Las pérdidas serán enjugadas con abundante dinero público, mientras se creará
una multitud de estómagos agradecidos que, presumiblemente, se sumará al bando
revolucionario. Esa es, precisamente, la esencia del populismo.
Las
consecuencias económicas de esta estupidez es el empobrecimiento colectivo de
la sociedad. Mientras más empresas públicas pierden dinero, más pobre se va
haciendo la sociedad que debe sostenerlas. ¿Por qué cree el señor Chávez que
los países comunistas eran rematadamente miserables? Esos millares de empresas
atestadas de trabajadores innecesarios, dirigidas por burócratas apáticos
dedicados a repetir consignas políticas, inflexiblemente regidas por precios
controlados, inevitablemente desembocaban en el desastre general. Eso se lo
explicó paciente e inútilmente Ludwig von Mises a Lenin en un libro
llamado Socialismo, publicado en 1922, cuando la revolución bolchevique acababa
de estrenarse.
No
le hicieron caso. Pero no porque los comunistas no entendieran los
razonamientos impecables del economista austríaco,
sino porque la decisión de apoderarse de la propiedad privada era ideológica,
no económica. Marx, que era un profeta iluminado,
había asegurado que al cambiar el régimen de propiedad (la estructura) se
modificarían la mentalidad social y las instituciones (la superestructura),
dando lugar a la aparición del hombre nuevo, una virtuosa y solidaria criatura
que construiría el paraíso sobre la tierra. A Lenin
le importaba un rábano si todas las empresas se hundían: lo que quería era una
masa de soviéticos obedientes para poner a prueba las disparatadas teorías de Marx, y, de paso, para gobernar despóticamente como el
implacable autócrata que era.
Chávez,
de la mano de Castro, su carísimo mentor, va exactamente por el mismo camino.

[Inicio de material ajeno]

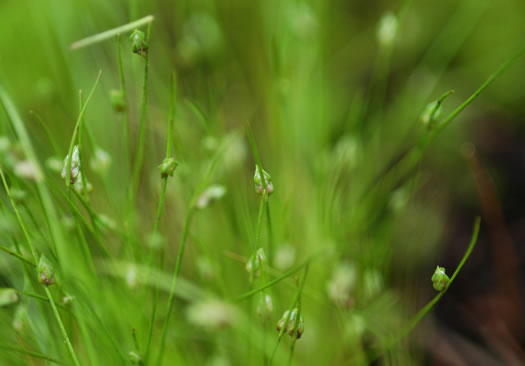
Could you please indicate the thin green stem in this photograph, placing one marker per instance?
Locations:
(295, 301)
(160, 208)
(277, 280)
(61, 326)
(426, 309)
(35, 258)
(270, 234)
(99, 37)
(171, 297)
(125, 112)
(75, 132)
(139, 157)
(81, 149)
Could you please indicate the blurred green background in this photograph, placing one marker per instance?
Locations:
(331, 109)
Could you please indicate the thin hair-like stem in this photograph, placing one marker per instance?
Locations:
(110, 33)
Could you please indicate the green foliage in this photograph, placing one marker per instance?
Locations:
(326, 96)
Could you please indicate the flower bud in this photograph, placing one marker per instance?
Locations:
(135, 358)
(117, 100)
(8, 296)
(265, 306)
(21, 318)
(288, 325)
(255, 263)
(167, 167)
(101, 161)
(139, 45)
(440, 279)
(75, 166)
(80, 187)
(258, 183)
(46, 276)
(54, 164)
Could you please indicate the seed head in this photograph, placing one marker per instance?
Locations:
(255, 263)
(75, 166)
(135, 358)
(139, 45)
(46, 276)
(258, 183)
(117, 100)
(265, 307)
(440, 279)
(287, 322)
(167, 167)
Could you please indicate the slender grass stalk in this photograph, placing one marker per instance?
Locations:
(45, 197)
(125, 113)
(34, 354)
(35, 258)
(267, 201)
(99, 37)
(271, 240)
(171, 298)
(285, 275)
(412, 158)
(189, 215)
(81, 149)
(75, 132)
(40, 298)
(295, 301)
(139, 157)
(428, 307)
(135, 341)
(159, 212)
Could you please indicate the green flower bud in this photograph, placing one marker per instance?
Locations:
(265, 306)
(101, 161)
(46, 276)
(80, 187)
(135, 358)
(139, 45)
(255, 263)
(440, 279)
(288, 325)
(167, 167)
(75, 165)
(8, 296)
(117, 100)
(21, 318)
(258, 183)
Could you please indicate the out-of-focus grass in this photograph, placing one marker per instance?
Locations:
(331, 110)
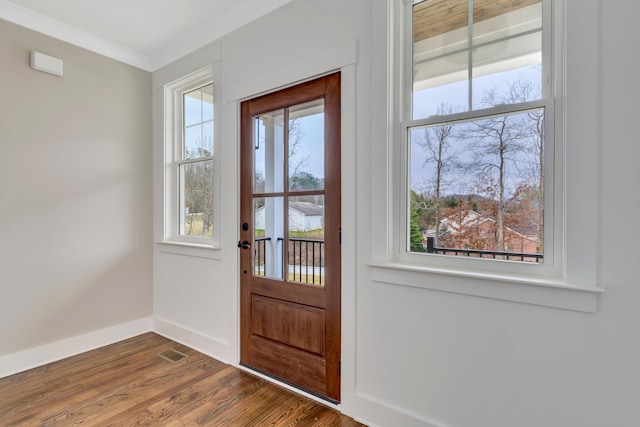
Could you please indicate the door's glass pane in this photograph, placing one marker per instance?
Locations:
(269, 152)
(196, 199)
(306, 240)
(268, 244)
(306, 146)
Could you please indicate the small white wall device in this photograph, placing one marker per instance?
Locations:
(46, 63)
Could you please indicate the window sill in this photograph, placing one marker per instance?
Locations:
(543, 292)
(189, 249)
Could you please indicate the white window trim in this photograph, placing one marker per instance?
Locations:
(571, 283)
(172, 241)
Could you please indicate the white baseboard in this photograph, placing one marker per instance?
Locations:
(205, 344)
(27, 359)
(386, 414)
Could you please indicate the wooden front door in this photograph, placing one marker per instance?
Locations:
(290, 236)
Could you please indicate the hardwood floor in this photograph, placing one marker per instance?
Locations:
(128, 383)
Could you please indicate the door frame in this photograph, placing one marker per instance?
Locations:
(300, 92)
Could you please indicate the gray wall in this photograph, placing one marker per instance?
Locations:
(75, 193)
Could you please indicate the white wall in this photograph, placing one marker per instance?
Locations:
(75, 196)
(415, 356)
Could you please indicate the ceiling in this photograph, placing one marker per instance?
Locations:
(147, 34)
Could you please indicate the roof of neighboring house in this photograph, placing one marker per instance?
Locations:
(307, 208)
(472, 218)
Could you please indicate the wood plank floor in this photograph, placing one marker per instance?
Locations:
(128, 384)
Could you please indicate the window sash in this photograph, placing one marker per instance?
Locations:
(551, 266)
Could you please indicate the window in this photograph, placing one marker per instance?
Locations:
(190, 161)
(477, 132)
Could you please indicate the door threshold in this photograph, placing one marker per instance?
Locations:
(290, 386)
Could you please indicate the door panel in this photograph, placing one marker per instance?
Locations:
(290, 216)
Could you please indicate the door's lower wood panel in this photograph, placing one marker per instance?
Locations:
(293, 366)
(292, 324)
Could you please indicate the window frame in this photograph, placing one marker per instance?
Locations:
(174, 158)
(552, 71)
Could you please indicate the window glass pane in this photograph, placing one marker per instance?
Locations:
(306, 240)
(269, 152)
(268, 246)
(207, 102)
(502, 51)
(477, 187)
(507, 54)
(306, 146)
(440, 56)
(207, 138)
(192, 107)
(196, 199)
(194, 146)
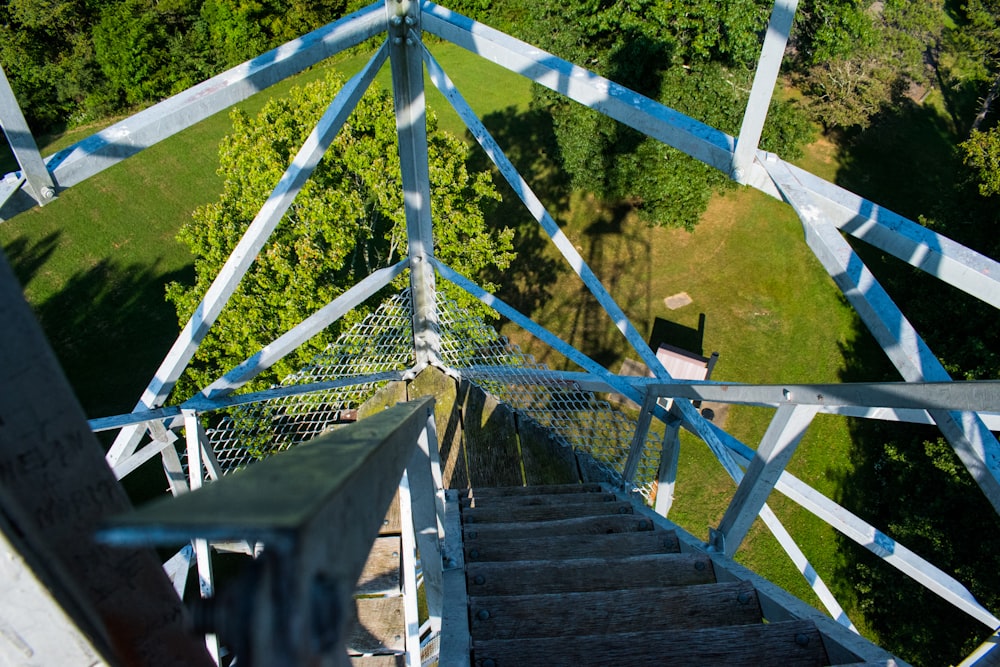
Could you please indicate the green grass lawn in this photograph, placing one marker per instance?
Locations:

Detrás del desmantelamiento del sistema de propiedad privada no está la
búsqueda de la eficiencia económica sino del control político. Donde no hay
propiedad privada es imposible la rebelión o la simple desobediencia civil.
Donde el Estado es dueño de los medios de producción, la sociedad agacha
servilmente la cabeza porque el gobierno le controla su modo de alimentarse, y
porque cada empresa se convierte en un eslabón más de la cadena represiva. Eso
explica que ninguna dictadura comunista desapareciera como consecuencia de una
rebelión popular masiva. El ciudadano en manos del Estado es un ser indefenso.
Los que recordamos con nitidez el proceso que condujo a la caída del Muro de
Berlín lo sabemos de sobra: el comunismo colapsó cuando los alemanes comenzaron
a correr hacia las fronteras y Gorbachov se negó a
disparar. No corrían hacia los cuarteles a disputarles
el poder a los militares, ni hacia las oficinas del Partido a enfrentarse a los
funcionarios de la dictadura. Trataban de escapar, no de pelear, porque la
experiencia, con la excepción de un puñado de heroicos disidentes, los había
domesticado.
El
objetivo de eliminar la propiedad privada en Venezuela es ése: comenzar la
estabulación de la sociedad para poder someterla sin misericordia. Las
instituciones se convertirán en establos. Los venezolanos serán controlados en
su vecindario por los Círculos Bolivarianos y en las empresas trabajarán bajo
el ojo atento e implacable del sindicato oficialista. Las familias, asustadas,
se partirán en pedazos hostiles. El Parlamento, a su vez, dictará las leyes
necesarias para sujetarlos con una brida fuerte, mientras los tribunales,
dóciles a la autoridad del Ejecutivo, serán implacables con cualquier transgresión de unas normas deliberadamente vagas e
imprecisas, de manera que las sanciones se puedan imponer de acuerdo con las
necesidades coyunturales de la revolución. Cuando se haya cerrado el círculo
del terror, no habrá prensa libre ni se oirán otras voces de protesta que los
alaridos de las víctimas. Pero lo terrible será la indiferencia general ante
estos hechos monstruosos. Así ha sido siempre.